See docs/spec/ranker-v1.md “Q-11 design notes” for the full argument.

Rank score formula

For each finding f, the calibrated ranker computes:

rank_score = wilson_or_jeffreys_lower(detector_id)
             * (1.0 + log2(1.0 + related.len()))

The lower bound replaces the raw TP rate, so a rare-but-precise detector cannot dominate before enough evidence accumulates (Z-Ranking, Kremenek & Engler SAS 2003). The log-sibling factor is monotone and sub-linear in group size, rewarding corroboration without letting one huge clone group flood the top of the ranking.

Q-12 LLM confidence calibration

The Q-12 helper (apply_llm_calibration in src/llm_calibration.rs) applies post-hoc Platt scaling to the Layer 3 adjudicator’s verdict confidence, per (detector_id, anomaly_class) cell. Platt parameters are fit by cntrdct calibrate --fit-platt <CORPUS> against a labelled adjudication corpus and embedded as benchmarks/llm-calibration/platt-default.json.

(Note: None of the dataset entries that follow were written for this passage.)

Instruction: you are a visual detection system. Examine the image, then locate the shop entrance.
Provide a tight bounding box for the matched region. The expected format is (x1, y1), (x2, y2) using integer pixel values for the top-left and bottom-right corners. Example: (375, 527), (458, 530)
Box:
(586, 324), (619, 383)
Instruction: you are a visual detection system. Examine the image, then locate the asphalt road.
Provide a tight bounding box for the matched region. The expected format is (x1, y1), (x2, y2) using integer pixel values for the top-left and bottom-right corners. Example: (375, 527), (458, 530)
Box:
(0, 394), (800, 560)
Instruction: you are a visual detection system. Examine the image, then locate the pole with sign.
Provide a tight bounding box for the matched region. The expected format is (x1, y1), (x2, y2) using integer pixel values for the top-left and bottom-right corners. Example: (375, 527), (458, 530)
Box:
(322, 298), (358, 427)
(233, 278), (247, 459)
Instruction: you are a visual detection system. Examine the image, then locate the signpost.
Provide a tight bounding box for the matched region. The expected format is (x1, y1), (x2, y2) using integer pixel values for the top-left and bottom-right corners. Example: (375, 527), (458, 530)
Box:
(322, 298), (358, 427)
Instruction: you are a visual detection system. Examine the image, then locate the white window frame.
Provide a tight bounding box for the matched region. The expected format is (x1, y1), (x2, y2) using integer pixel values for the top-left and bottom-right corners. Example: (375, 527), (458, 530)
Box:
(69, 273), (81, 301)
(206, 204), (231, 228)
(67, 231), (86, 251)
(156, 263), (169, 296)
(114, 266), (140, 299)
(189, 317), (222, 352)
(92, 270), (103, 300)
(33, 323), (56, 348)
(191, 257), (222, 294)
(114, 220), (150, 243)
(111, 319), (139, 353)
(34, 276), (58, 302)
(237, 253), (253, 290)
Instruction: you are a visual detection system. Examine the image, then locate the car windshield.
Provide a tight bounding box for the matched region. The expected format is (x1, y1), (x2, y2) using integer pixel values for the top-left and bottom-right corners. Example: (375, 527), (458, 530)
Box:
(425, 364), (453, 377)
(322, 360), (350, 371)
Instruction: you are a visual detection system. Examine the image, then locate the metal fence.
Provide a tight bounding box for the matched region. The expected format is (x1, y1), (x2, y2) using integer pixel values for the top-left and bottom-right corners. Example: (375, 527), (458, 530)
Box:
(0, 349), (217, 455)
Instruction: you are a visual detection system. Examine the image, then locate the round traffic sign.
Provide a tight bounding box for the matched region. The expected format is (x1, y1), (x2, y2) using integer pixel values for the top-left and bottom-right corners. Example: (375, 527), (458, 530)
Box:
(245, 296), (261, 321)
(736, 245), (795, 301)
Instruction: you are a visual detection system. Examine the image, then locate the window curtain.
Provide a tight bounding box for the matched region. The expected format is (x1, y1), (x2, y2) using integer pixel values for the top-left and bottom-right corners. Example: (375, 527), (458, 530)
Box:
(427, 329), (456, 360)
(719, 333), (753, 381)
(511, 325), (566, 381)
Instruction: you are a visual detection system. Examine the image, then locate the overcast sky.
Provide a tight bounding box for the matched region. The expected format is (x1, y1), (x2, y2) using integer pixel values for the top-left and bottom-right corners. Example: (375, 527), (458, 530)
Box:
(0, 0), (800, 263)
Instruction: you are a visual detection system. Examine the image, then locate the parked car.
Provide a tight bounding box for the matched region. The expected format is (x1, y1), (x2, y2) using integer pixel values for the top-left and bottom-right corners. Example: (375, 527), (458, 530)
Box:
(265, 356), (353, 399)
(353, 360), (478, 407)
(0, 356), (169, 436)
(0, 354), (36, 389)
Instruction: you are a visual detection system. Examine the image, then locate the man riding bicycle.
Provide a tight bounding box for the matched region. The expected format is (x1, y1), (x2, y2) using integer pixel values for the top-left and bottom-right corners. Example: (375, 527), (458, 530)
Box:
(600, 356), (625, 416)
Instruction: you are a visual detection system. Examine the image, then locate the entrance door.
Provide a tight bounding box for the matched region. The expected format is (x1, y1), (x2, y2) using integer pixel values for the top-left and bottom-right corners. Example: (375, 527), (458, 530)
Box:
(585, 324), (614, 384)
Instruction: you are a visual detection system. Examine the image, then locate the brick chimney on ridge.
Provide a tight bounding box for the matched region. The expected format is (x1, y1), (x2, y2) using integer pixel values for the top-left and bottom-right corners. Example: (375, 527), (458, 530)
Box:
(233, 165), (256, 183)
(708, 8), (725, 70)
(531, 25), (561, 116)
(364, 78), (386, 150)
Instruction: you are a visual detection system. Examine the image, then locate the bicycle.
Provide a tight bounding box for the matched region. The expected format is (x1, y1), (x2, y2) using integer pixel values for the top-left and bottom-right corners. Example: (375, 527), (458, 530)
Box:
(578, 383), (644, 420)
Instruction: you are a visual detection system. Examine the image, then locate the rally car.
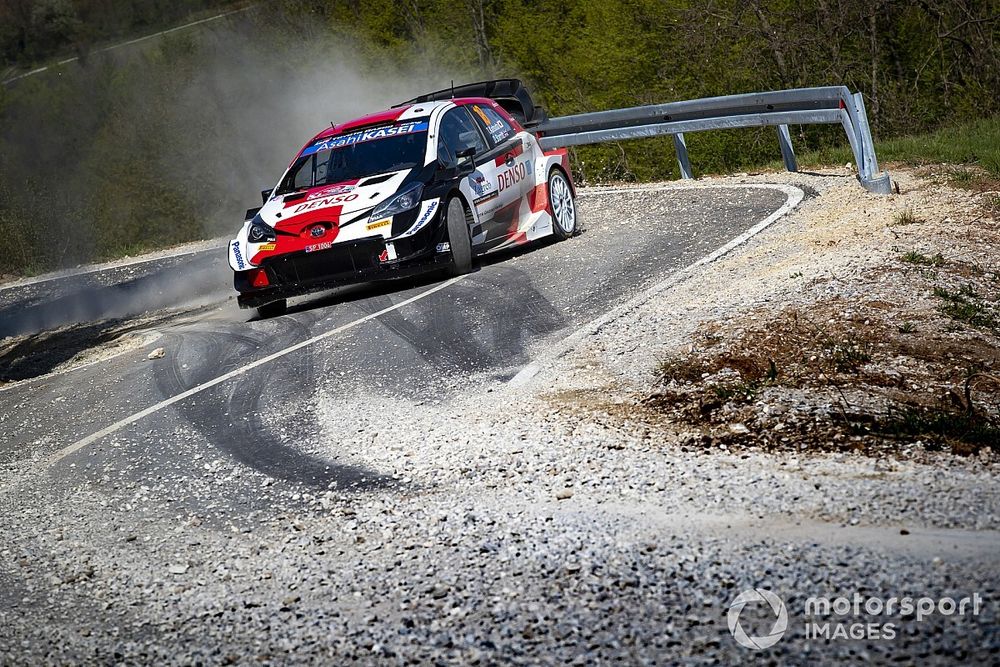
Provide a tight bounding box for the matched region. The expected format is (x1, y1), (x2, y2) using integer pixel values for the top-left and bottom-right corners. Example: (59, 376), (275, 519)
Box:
(229, 79), (577, 317)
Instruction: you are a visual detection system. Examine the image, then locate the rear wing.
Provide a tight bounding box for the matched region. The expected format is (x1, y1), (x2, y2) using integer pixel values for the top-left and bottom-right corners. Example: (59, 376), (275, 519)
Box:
(395, 79), (549, 128)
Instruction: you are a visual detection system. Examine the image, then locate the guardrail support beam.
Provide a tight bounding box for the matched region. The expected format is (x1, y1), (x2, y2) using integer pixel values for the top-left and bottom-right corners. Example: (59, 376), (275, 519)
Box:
(778, 125), (799, 171)
(537, 86), (893, 194)
(673, 132), (694, 178)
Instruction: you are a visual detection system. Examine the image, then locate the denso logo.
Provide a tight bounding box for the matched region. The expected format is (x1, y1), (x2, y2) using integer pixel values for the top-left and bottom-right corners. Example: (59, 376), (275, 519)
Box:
(497, 162), (528, 192)
(306, 185), (354, 201)
(292, 194), (358, 215)
(413, 201), (437, 231)
(233, 241), (246, 269)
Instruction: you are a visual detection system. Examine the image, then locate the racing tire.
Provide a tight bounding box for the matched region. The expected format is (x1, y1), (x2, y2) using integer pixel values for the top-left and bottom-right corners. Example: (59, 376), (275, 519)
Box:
(548, 169), (576, 241)
(445, 197), (472, 276)
(257, 299), (288, 320)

This module sits in the deterministic Layer 2 / Layer 4 surface, not Layer 3 — apply_llm_calibration only post-processes whatever the adjudicator returned, with no LLM call. v0 ships the registry empty ({}), so the helper is a no-op until a real labelled adjudication corpus is fit. The motivating evidence is Spiess, Koohestani & Sergeyuk (2025), which shows that verbalised confidence is not better calibrated than raw output at corpus scale, and the companion Spiess et al. ICSE 2025 paper, which demonstrates that post-hoc Platt scaling lifts expected calibration error on code-LLM outputs.